I have never traveled on a plane with my chis, but my sister just left for a trip to Arizona with hers, so I can tell you a little.
They have to fit in a carrier underneath your seat, and it is a pretty small space. My sister could not use her regular plastic crate because it was too long. The soft carrier she got was from Wal-Mart and it wasn't too spendy.


----------



## LadyJ (Aug 20, 2010)

I used to fly with my Bichon girl, Lacy. I have a Sherpa bag that fit under the seat easily. Take some time and get the dog used to being in the carrier. Check with the airline and be sure what their requirements are. They require a certain kind of carrier and a health certificate, probably within 10 days of the flight. I had a light sedative from the vet that I gave Lacy the first couple of times we flew, but didn't give it to her later. She loved her carrier and was a very good traveler. She was content as long as she was with me. 

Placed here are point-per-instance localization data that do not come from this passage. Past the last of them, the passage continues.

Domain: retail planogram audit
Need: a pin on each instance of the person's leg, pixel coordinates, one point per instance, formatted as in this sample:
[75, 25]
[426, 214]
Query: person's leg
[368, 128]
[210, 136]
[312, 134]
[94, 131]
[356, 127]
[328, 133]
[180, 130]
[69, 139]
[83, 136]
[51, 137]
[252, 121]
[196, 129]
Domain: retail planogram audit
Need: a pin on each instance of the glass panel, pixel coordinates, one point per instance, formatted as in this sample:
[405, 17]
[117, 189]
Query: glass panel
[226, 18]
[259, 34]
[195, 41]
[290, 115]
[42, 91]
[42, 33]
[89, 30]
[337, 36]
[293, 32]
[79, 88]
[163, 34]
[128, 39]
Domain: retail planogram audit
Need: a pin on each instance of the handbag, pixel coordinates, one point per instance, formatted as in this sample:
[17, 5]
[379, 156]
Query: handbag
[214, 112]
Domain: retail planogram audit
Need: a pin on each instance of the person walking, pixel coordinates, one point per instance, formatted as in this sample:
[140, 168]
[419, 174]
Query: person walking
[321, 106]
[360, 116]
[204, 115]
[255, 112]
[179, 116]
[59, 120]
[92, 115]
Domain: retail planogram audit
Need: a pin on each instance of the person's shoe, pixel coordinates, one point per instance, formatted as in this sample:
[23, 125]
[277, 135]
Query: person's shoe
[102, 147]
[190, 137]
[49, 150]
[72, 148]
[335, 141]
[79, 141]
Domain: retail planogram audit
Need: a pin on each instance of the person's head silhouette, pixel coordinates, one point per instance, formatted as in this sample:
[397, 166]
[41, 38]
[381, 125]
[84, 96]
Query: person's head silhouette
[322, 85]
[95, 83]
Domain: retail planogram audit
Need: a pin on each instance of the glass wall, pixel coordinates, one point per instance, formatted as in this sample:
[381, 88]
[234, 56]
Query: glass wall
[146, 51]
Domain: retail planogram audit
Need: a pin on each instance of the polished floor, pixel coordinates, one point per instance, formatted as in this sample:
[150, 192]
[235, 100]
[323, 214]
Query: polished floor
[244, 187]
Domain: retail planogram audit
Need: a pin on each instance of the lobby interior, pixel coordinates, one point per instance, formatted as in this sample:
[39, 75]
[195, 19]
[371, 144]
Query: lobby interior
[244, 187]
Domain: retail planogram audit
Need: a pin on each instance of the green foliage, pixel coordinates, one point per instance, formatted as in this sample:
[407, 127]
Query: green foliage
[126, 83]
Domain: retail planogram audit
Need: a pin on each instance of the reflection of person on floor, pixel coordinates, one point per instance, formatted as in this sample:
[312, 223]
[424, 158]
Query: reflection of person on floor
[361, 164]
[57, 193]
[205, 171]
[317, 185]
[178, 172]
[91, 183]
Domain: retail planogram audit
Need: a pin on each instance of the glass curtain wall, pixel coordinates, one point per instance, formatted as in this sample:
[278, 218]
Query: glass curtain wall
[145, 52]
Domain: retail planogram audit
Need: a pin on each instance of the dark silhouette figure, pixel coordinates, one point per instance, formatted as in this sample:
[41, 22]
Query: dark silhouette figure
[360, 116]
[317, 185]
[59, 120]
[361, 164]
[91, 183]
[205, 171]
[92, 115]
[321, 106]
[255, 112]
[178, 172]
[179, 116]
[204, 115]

One additional piece of advice - wear something pretty. You will get lots of attention traveling with an adorable little furkid!


----------



## LadyJ (Aug 20, 2010)

One other thought. Airlines have a rule that only one dog can fly with one person, so two dogs would require two people. Some have a rule of only one dog per flight, too, at least they used to. You need to check with the airline.


----------



## susan davis (Mar 25, 2011)

Southwest will fly two dogs in one crate (there's is long and the height is only 9 "!!! Two dogs could fit in one. It has to go under the seat. I have a roommate that flies with me, so 2 is not a problem. Good luck.


----------



## flippedstars (Dec 16, 2009)

I use this carrier when I go on long flights w/ my babies...Southwest does let you put 2 in a carrier together as long as they fit comfortably. I fit 2 4 lb chis in this carrier w/o any problem, and could fit 2 five lbers in there too, but much bigger and it would get uncomfortable. There is some weird insert that takes up a ton of the carrier that I Just took out and threw away to make it bigger inside, and put a blanket in. It's nice because no one can see your pet inside and you don't get people screaming "OMG A DOOOOOOG" and upsetting them. Each airline has different rules so your best bet is visiting their websites...it generally costs between $75 (southwest) and $150 one way per pet carrier.


----------